Suppose f(x)=5/(x-2). f'(5)=-5/9. Use this to find the equation of the tangent line to the curve y=5/x-2 at the point (5,(5/3)). write your answer in the form y=mx+b where m is the slope and b is the y-intercept. The equation of the tangent line is.....
equation of tangent:
y - 5/3 = (-5/9)(x - 5)
y = (-5/9)x + 25/9 + 5/3
y = (-5/9)x + 40/9
check my arithmetic
To find the equation of the tangent line to the curve y = 5/(x - 2) at the point (5, 5/3), we need to determine both the slope and the y-intercept of the line.
First, we can find the slope of the tangent line using the derivative. Given that f'(x) = -5/9, we substitute x = 5 into the derivative:
f'(5) = -5/9
This tells us that the slope of the tangent line at the point (5, 5/3) is -5/9.
Next, we can determine the equation of the tangent line using the point-slope form of a linear equation: y - y₁ = m(x - x₁), where (x₁, y₁) is a point on the line, and m is the slope.

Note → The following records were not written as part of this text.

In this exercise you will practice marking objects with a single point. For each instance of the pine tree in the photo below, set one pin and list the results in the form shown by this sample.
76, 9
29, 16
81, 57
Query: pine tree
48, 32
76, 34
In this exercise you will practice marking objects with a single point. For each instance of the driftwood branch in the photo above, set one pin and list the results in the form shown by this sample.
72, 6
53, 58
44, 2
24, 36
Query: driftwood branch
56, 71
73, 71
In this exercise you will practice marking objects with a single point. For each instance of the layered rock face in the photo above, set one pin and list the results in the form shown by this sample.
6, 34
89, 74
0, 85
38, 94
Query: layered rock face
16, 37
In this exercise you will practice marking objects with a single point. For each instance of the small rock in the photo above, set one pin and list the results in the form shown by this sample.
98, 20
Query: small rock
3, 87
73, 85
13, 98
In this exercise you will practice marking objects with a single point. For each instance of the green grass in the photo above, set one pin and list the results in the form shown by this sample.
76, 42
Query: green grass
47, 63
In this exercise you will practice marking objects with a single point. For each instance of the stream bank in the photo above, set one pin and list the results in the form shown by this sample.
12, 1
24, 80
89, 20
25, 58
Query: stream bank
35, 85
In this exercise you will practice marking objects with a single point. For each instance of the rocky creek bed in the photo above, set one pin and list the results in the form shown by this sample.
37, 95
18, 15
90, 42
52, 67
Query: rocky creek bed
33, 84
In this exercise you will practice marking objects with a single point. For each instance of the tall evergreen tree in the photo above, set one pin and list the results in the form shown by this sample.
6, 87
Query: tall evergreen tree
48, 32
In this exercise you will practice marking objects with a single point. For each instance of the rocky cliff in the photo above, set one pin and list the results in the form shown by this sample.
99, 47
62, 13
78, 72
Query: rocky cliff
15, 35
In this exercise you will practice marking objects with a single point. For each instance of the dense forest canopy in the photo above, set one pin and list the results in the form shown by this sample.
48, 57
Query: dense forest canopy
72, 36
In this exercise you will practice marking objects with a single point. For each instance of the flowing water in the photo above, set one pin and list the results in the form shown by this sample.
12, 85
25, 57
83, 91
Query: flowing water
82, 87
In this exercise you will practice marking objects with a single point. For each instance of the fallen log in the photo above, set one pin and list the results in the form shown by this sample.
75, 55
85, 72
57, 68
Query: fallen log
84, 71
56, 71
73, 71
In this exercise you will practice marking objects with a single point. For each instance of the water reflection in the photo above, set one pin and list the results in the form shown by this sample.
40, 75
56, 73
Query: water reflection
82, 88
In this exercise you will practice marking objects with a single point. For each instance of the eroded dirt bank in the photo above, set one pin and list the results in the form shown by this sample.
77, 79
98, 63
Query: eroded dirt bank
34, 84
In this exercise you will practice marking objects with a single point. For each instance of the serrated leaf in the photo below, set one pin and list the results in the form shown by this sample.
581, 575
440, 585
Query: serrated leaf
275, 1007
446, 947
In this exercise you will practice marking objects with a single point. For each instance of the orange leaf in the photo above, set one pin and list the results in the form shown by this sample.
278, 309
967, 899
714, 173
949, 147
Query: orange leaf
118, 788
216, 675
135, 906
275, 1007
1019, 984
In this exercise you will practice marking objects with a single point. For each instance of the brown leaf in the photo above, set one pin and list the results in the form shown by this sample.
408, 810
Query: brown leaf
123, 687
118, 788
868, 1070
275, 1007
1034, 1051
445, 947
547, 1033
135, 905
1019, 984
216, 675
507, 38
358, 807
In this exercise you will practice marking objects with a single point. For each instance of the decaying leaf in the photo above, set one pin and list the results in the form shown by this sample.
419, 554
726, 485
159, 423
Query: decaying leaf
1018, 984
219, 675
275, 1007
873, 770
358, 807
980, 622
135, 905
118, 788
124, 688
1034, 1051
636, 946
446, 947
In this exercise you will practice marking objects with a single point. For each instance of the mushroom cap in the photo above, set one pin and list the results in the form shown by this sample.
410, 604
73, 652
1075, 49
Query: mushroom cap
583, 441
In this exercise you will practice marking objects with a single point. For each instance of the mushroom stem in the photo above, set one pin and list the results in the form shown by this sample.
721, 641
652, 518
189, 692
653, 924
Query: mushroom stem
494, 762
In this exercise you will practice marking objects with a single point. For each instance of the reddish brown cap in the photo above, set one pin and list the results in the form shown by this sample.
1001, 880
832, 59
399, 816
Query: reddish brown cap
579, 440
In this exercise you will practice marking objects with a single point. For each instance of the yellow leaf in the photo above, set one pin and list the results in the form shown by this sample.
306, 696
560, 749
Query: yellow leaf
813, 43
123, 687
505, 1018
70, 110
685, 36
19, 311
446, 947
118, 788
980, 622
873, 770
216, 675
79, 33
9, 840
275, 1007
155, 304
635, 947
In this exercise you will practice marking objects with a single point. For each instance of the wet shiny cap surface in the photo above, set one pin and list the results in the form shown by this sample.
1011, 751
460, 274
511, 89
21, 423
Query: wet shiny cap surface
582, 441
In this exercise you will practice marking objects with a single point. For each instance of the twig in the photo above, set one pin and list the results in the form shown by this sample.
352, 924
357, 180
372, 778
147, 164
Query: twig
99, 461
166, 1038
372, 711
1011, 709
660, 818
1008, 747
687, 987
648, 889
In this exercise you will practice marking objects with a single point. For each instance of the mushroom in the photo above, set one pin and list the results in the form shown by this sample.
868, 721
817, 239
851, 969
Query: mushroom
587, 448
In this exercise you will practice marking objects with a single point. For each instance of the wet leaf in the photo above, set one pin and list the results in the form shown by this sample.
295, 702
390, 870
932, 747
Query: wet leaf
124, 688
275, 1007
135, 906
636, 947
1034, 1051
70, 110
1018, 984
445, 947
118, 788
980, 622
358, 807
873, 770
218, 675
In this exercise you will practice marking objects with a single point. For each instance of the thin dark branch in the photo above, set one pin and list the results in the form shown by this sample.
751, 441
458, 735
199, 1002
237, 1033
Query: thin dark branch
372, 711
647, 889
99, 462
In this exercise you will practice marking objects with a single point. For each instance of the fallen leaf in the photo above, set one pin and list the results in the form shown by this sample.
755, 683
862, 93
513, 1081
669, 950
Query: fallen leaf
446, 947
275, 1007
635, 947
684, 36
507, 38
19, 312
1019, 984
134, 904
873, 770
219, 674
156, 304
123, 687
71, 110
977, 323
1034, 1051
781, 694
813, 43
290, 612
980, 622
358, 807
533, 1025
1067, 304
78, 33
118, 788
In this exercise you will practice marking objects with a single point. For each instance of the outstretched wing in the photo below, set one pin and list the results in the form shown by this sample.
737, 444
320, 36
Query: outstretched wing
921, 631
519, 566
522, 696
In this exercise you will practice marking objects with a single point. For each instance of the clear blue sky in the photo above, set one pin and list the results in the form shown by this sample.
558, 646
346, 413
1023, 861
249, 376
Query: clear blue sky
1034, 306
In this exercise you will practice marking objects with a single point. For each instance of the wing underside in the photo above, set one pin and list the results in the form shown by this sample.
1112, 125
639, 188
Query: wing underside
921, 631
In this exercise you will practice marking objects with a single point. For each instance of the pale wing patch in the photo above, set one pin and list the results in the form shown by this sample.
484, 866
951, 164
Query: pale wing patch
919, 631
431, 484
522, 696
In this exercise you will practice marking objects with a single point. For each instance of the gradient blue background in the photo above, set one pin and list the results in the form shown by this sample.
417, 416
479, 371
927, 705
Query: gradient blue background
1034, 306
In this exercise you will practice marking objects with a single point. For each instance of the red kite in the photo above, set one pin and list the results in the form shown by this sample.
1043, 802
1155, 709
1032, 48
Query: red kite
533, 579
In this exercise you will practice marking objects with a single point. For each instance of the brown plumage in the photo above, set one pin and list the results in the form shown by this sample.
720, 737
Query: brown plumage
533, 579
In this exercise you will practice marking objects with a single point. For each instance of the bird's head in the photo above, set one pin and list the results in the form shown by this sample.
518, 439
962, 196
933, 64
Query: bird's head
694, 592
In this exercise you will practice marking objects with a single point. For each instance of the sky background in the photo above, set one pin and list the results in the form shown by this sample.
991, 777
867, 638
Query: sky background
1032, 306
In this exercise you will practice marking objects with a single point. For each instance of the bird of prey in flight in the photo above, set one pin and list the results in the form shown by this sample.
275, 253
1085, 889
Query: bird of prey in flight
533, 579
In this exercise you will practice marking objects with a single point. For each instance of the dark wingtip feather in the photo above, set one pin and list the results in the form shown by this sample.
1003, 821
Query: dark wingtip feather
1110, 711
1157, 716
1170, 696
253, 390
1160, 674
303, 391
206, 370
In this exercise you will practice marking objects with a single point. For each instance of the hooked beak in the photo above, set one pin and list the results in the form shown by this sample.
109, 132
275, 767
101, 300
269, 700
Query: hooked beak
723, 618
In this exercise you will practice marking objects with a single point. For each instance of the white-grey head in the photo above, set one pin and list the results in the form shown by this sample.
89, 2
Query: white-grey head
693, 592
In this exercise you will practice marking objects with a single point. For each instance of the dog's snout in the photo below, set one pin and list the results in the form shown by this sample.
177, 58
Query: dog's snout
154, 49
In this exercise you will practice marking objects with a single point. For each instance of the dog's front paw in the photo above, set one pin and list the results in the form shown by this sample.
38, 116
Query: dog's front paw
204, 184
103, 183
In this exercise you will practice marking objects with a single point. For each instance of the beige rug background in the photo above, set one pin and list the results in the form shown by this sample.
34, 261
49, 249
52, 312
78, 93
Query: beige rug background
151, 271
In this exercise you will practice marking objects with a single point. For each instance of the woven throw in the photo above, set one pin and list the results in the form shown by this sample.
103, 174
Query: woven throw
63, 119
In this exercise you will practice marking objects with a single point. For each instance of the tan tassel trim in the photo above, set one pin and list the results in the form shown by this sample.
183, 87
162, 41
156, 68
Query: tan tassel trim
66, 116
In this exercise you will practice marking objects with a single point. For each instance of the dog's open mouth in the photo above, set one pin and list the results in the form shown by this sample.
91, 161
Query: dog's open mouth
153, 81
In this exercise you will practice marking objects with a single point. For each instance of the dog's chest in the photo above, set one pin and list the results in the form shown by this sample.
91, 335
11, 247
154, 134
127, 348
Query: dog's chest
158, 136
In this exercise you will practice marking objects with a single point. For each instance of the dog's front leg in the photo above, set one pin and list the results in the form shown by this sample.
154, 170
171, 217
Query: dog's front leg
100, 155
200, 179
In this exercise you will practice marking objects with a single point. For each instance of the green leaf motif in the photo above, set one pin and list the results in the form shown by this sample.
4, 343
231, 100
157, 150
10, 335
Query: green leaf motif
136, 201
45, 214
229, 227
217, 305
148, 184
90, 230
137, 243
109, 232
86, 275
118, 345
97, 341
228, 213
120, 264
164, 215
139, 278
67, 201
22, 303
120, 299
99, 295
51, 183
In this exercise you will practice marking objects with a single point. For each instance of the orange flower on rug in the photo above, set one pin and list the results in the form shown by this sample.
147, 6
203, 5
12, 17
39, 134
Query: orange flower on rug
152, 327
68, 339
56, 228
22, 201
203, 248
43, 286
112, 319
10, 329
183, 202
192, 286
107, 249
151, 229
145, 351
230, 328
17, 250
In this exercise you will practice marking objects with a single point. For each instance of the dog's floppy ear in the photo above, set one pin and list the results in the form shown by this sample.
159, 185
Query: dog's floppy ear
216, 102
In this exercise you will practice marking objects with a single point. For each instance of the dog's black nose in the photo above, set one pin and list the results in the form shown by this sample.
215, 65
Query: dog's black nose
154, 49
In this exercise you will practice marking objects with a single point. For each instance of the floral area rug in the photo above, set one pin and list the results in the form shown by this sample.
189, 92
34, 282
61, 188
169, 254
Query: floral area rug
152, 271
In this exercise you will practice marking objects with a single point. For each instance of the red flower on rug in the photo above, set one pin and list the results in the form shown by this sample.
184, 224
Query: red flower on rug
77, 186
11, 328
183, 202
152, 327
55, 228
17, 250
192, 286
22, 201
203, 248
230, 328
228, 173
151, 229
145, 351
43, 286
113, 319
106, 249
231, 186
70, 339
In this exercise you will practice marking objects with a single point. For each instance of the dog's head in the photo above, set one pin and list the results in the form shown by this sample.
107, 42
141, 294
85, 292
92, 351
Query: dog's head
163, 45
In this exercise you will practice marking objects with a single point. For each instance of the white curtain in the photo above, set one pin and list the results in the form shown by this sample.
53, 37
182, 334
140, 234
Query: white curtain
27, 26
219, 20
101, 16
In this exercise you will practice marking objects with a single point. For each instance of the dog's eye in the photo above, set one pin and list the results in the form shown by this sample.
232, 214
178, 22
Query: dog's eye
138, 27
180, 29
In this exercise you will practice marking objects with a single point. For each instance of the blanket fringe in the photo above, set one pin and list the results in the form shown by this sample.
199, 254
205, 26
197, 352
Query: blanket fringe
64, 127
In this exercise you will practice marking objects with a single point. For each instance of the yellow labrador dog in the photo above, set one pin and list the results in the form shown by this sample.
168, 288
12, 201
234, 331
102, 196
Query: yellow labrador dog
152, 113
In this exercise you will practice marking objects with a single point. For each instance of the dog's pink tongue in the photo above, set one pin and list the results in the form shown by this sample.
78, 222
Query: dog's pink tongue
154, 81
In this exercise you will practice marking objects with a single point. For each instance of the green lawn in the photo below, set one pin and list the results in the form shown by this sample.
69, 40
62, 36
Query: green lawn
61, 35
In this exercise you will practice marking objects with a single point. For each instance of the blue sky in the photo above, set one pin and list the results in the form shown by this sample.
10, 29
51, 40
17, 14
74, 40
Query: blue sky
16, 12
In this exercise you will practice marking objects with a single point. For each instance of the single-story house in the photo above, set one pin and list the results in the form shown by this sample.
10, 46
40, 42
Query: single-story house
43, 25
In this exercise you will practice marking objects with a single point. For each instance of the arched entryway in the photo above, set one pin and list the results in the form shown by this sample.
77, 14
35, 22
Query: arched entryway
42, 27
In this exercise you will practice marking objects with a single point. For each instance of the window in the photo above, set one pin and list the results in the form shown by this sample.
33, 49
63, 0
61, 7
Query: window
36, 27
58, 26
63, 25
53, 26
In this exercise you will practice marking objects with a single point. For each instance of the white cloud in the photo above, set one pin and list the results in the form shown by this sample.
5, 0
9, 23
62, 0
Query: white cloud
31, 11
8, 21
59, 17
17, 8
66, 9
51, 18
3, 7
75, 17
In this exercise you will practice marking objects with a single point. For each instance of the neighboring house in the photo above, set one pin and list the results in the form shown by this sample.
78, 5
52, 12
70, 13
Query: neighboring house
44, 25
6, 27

Substituting the given point (5, 5/3) and the slope -5/9 into the equation gives:
y - 5/3 = (-5/9)(x - 5)
To put it in the form y = mx + b, we can simplify:
y - 5/3 = (-5/9)(x - 5)
y - 5/3 = (-5/9)x + 25/9
y = (-5/9)x + 25/9 + 5/3
y = (-5/9)x + 25/9 + 15/9
y = (-5/9)x + 40/9
Therefore, the equation of the tangent line is y = (-5/9)x + 40/9, where the slope (m) is -5/9, and the y-intercept (b) is 40/9.